In taking the step at its July 20 meeting, the council emphasized that it expects the Menlo Park City School District to share the estimated $240,000 cost of the signal, which would be installed to help mitigate the traffic impacts of the school's campus expansion, which is in progress, and enrollment increase to about 975 students in 2016 from the current 682.
The council heard from residents who live near the school and oppose the traffic signal. They said it will make the already difficult situation of accessing Santa Cruz Avenue from their driveways or side streets even worse. A number of those residents sent e-mails to the council and spoke at the meeting, urging the council to consider alternative measures to deal with the expected increase in traffic.
Some residents advocate banning left turns from Elder onto Santa Cruz during school pick-up and drop-off hours, and not allowing left turns from the school driveway on Elder toward Santa Cruz, installing curbing at that location if necessary.
Chip Taylor, the city's transportation manager, opposed the left-turn bans, however, and told the council that they "would merely shift the (traffic) impact" to Valparaiso Avenue and Politzer Drive.
Mr. Taylor said the proposed signal would improve traffic flow on the busy street; it would "create traffic platoons and provide gaps in traffic along Santa Cruz Avenue, allowing easier movements out of the side streets," according to the staff report.
The intersection timing would be operated by video traffic-detection controls, he said, and would be adjusted for the school's schedule.
Councilman Heyward Robinson acknowledged nearby residents' concerns, but said, "If we do this project correctly, we can make it better" for the school's neighbors.
Councilman John Boyle joined the council majority in authorizing the staff to negotiate with the school district, but said that his final vote on installing the signal "will be contingent on an equitable split (in costs) with the school district."
District Superintendent Ken Ranella said that the school board has made no commitment of funds, but "there's been discussion about some level of contribution" the district would consider making toward the cost of the signal. "If we're causing a problem (with the campus expansion project), we want to contribute and be good neighbors," he said.
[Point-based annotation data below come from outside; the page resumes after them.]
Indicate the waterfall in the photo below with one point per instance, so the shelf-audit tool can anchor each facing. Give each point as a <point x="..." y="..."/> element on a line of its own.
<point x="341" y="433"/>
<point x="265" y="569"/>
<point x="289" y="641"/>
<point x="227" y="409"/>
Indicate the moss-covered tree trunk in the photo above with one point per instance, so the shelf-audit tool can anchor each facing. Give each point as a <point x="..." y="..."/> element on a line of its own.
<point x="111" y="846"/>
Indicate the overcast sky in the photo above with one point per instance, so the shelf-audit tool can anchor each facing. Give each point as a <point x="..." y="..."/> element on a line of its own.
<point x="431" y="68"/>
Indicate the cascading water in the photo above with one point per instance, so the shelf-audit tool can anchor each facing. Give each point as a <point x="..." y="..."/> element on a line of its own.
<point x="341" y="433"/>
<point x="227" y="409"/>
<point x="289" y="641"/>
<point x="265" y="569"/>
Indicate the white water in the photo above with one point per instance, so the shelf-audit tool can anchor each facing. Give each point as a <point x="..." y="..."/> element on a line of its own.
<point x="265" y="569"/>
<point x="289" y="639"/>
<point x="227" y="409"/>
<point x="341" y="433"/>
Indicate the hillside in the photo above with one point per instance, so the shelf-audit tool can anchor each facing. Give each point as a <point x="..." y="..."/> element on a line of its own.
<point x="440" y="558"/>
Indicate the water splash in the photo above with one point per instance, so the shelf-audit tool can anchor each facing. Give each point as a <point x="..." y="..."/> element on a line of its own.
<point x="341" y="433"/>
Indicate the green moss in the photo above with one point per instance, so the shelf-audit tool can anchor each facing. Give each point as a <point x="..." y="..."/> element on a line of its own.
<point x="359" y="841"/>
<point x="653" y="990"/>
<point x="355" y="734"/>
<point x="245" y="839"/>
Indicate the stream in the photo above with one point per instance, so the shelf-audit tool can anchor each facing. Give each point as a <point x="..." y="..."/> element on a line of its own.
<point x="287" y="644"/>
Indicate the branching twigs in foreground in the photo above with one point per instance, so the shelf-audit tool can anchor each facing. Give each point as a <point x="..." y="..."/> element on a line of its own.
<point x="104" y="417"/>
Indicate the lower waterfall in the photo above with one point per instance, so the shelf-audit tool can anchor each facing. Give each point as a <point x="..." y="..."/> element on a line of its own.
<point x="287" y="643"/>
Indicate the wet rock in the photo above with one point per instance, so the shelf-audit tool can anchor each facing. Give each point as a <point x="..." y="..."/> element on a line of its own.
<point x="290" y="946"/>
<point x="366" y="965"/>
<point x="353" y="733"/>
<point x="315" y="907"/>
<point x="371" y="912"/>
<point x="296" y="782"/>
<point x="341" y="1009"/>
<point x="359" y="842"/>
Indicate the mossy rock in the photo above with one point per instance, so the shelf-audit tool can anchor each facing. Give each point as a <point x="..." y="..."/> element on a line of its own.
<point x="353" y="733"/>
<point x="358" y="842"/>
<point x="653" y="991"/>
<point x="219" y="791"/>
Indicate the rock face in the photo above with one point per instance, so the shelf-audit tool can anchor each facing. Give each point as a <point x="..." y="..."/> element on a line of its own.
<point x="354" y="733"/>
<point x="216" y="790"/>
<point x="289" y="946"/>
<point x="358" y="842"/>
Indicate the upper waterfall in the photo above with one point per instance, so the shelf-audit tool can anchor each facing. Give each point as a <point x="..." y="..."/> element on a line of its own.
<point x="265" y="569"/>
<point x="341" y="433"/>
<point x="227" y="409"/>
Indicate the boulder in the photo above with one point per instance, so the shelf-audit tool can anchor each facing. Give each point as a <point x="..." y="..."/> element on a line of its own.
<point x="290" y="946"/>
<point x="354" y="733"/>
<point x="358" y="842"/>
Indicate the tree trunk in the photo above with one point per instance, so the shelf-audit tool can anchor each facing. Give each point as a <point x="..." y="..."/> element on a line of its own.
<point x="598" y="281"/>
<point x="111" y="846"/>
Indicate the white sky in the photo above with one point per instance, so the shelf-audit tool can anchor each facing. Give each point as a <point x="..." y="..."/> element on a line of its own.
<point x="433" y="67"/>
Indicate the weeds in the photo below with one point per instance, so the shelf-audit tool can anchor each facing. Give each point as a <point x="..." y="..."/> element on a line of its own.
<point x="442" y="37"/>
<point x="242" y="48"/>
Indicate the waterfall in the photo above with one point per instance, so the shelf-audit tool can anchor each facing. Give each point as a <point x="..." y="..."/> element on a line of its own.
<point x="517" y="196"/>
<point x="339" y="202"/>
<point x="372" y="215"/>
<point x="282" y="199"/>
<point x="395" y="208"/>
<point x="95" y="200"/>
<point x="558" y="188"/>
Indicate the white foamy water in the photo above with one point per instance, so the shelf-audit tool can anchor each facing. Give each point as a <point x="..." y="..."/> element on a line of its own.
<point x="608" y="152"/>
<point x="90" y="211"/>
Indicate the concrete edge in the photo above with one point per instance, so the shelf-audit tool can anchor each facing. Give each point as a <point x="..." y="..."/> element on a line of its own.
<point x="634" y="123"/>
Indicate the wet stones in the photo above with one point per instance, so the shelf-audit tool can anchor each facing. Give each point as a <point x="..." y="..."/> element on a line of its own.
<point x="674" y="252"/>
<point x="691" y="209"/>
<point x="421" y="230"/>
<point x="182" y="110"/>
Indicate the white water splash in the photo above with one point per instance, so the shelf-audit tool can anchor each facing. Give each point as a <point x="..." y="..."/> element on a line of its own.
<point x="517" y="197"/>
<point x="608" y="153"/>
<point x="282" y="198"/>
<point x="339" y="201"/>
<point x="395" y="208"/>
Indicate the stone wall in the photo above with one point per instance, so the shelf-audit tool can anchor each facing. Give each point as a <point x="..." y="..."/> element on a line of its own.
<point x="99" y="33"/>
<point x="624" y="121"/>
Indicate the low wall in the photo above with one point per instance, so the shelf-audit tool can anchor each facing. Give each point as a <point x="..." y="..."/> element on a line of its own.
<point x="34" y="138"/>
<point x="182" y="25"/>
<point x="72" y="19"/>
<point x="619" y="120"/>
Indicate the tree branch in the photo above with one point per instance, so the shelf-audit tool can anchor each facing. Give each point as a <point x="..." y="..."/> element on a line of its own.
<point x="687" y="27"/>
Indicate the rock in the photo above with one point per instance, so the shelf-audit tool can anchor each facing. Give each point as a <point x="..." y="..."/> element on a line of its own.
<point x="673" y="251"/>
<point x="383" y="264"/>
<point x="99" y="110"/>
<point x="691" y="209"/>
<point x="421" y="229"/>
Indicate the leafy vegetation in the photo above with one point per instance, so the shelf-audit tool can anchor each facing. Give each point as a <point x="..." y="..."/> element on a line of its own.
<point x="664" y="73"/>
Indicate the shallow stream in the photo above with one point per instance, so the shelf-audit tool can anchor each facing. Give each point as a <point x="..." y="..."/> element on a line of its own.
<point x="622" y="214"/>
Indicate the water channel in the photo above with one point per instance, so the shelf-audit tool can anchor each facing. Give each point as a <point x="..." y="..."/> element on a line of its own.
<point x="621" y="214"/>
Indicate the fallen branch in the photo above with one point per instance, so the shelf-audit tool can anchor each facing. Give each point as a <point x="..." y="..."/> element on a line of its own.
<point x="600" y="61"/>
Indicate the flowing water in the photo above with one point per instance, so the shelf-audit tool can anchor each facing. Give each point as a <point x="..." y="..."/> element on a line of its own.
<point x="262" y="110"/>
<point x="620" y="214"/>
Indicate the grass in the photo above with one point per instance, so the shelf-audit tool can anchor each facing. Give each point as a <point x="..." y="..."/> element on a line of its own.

The city is also recommending that the existing signal-controlled pedestrian crosswalk in front of the school be removed, and that a new, in-pavement-lighted crosswalk be installed at the Santa Cruz Avenue-Olive Street intersection. The estimated $30,000 cost of the crosswalk could be funded through a Safe Routes to School grant, according to the staff report.
The council approved pursuing the matter with the school district on a 4-1 vote, with Councilman Andy Cohen opposed.